Gráfico 4 – Fonte: autoria do próprio autor

A partir da pergunta número cinco do questionário são colocadas as perguntas abertas


e a resposta para cada uma delas foi obtida a partir da técnica de associação livre de palavras
(TALP) que, segundo Abric (2001), possibilita identificar de maneira espontânea e natural as
representações que subjazem ao discurso, ou seja, o conteúdo que permeia a linguagem de
maneira não explicita. Tal técnica permite conhecer as representações que indivíduos e
grupos possuem a respeito de determinado tema. Uma representação social, conforme
esclarece Jodelet (2001, p. 27), caracteriza-se como um saber empírico capaz de interligar um
indivíduo a um objeto:

A representação social é sempre representação de alguma coisa (objeto) e de alguém


(sujeito). As características do sujeito nela se manifestam; A representação social
tem com seu objeto uma relação de simbolização (substituindo-o) e de interpretação
(conferindo-lhe significações). Estas significações resultam de uma atividade que
faz da representação uma construção e uma expressão do sujeito.

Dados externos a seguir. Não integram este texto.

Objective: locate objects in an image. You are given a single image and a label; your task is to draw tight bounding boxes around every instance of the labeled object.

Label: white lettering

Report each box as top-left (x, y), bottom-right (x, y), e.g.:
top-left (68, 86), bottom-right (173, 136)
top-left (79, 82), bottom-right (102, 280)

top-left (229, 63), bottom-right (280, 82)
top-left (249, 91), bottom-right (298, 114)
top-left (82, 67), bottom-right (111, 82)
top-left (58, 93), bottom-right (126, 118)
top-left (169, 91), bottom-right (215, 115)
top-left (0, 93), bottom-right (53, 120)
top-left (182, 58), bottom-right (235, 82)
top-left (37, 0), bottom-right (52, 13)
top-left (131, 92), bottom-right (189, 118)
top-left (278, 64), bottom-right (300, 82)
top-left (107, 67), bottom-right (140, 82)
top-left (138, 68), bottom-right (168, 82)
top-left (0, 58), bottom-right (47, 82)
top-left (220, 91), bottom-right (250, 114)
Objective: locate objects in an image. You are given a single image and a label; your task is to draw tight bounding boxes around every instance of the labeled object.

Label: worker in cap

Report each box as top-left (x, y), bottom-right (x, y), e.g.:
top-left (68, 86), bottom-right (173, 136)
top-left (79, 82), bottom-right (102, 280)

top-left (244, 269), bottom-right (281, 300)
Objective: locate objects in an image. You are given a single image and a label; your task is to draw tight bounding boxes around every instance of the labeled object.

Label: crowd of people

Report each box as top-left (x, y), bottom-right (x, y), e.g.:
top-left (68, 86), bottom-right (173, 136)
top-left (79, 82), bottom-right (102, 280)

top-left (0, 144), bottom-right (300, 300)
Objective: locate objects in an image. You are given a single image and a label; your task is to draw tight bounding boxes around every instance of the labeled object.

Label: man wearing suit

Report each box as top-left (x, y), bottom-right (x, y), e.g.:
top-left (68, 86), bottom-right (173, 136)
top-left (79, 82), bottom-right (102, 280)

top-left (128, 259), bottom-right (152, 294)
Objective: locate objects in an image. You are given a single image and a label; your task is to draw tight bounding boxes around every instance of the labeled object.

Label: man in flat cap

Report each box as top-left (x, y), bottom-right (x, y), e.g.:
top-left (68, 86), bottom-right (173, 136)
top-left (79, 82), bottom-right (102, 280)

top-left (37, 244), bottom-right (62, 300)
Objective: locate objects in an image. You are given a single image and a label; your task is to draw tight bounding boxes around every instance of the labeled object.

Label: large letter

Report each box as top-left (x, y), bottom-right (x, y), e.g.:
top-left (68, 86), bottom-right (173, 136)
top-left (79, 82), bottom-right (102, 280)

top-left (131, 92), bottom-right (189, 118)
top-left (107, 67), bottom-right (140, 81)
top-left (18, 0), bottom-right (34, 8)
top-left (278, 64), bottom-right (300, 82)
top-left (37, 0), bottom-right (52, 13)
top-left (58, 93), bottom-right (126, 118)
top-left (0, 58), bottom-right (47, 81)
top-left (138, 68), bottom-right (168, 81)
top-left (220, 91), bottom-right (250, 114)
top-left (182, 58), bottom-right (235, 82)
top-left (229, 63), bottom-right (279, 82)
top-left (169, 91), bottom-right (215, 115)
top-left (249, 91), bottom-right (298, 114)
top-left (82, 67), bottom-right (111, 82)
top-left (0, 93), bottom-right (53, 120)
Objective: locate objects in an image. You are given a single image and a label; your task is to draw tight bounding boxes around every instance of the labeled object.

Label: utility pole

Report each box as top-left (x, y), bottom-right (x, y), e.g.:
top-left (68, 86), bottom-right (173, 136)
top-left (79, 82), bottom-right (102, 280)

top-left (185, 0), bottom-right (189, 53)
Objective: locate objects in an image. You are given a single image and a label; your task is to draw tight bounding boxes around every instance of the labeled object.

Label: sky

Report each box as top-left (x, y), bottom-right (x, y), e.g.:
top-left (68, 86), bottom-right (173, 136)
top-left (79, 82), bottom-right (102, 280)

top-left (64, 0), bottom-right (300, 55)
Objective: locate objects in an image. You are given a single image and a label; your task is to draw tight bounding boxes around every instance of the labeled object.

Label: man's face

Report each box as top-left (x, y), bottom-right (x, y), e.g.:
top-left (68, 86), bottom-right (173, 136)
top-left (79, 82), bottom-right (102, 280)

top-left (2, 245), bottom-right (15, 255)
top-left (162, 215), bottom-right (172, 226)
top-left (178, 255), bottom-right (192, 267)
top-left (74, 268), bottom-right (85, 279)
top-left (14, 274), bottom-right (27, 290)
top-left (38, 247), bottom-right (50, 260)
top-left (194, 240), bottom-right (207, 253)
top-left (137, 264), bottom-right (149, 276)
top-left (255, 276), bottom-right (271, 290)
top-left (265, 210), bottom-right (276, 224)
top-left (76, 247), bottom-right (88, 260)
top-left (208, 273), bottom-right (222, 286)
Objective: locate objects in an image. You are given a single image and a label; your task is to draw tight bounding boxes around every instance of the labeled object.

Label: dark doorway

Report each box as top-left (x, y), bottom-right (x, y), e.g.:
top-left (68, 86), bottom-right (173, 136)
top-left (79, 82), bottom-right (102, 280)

Apesar do seu caráter polissêmico há uma caracterização muito bem aceita pela
comunidade científica acerca do conceito de representação social: “É uma forma de
conhecimento, socialmente elaborado e compartilhado, que tem um objetivo prático e
concorre para a construção de uma realidade comum a um conjunto social” (JODELET, 2001,
p. 36). O termo é comumente designado:

Como “saber do senso comum” ou ainda “saber ingênuo”, “natural”, esta forma de
conhecimento distingue-se, dentre outros, do conhecimento científico. Mas ela é tida
como um objeto de estudo tão legítimo quanto aquele, por sua importância na vida
social, pelos esclarecimentos que traz acerca dos processos cognitivos e as
interações sociais.
Reconhece-se, geralmente, que as representações sociais, como sistemas de
interpretação, que regem nossa relação com o mundo e com os outros, orientando e
organizando as condutas e as comunicações sociais. Igualmente intervêm em
processos tão variados quanto a difusão e a assimilação dos conhecimentos, no
desenvolvimento individual e coletivo, na definição das identidades pessoais e
sociais, na expressão dos grupos e nas transformações sociais (JODELET, 2001, p.
41).

Segundo Moscovici (2003, p. 40), “Todas as interações humanas, surjam elas entre
duas pessoas ou entre dois grupos, pressupõem representações. Na realidade, é isso que as
caracteriza”. As representações sócias, dessa forma, se apresentam como uma rede de ideias,
metáforas e imagens mais ou menos interligadas formando, de acordo com Sá (1996, p. 181):

Um conjunto de conceitos, proposições e explicações originado na vida cotidiana no


curso de comunicações interpessoais. Elas são o equivalente, em nossa sociedade,
aos mitos e sistemas de crenças das sociedades tradicionais. Podem, também, ser
vistas como a versão contemporânea do senso comum.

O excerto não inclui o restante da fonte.